La majorité des AVC incapacitants sont dus à l'obstruction d'une artère cérébrale de gros calibre par un caillot sanguin. Pour ces patients, le traitement le plus intuitif consiste à éliminer l'obstruction en injectant des médicaments (thrombolytiques) directement dans le caillot pour le dissoudre et/ou à le retirer à l'aide d'un dispositif mécanique. Un traitement rapide peut rétablir la circulation sanguine avant qu'une lésion cérébrale importante ne puisse se produire et permet de garantir un bon rétablissement. Ces traitements peuvent cependant entraîner des saignements dans le cerveau, ce qui peut affecter la qualité des résultats. Cette revue de quatre essais portant sur 350 participants indiquait que ce type de traitement pouvait permettre d'éliminer les caillots sanguins formés dans une artère de gros calibre et d'améliorer les chances de rétablissement malgré un risque accru de saignement dans le cerveau. Cela n'avait pas d'incidence sur le risque de décès à long terme. On ignore cependant le délai pendant lequel le traitement est bénéfique, le type de blocage artériel le plus susceptible de répondre au traitement, l'efficacité des dispositifs mécaniques et si l'un de ces traitements pourrait être supérieur aux médicaments thrombolytiques intraveineux standard.
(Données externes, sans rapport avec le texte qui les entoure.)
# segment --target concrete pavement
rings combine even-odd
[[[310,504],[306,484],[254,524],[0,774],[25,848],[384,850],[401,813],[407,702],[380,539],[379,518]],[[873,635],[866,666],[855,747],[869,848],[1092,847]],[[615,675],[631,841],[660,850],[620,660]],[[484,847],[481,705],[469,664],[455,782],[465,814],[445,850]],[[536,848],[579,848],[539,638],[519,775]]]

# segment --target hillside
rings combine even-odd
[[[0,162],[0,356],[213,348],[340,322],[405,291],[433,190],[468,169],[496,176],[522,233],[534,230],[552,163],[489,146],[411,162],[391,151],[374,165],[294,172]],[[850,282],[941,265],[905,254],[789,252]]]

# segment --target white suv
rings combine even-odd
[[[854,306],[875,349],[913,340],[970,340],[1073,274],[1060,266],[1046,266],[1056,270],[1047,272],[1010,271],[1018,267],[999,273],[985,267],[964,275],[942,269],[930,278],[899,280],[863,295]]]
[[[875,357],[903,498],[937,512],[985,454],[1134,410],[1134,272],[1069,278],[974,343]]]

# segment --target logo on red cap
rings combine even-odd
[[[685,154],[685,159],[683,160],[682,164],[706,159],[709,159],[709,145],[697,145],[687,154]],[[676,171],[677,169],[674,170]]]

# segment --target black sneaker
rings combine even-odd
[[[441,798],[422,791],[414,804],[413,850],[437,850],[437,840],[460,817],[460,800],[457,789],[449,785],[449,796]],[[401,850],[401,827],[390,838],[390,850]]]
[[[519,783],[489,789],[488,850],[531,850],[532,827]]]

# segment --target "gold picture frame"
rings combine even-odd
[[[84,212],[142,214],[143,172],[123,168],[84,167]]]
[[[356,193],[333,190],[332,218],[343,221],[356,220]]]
Les futurs essais randomisés devront fournir davantage d'informations permettant de répondre à ces questions.

Conclusions des auteurs: 

Dans l'ensemble, l'intervention entraîne une augmentation significative du pourcentage de patients présentant un résultat favorable, malgré une augmentation significative des hémorragies intracrâniennes. D'autres essais sont nécessaires pour étayer ou réfuter ces résultats et (étant donné le coût et les difficultés pratiques) identifier les techniques percutanées adaptées et rentables dans la pratique clinique à grande échelle.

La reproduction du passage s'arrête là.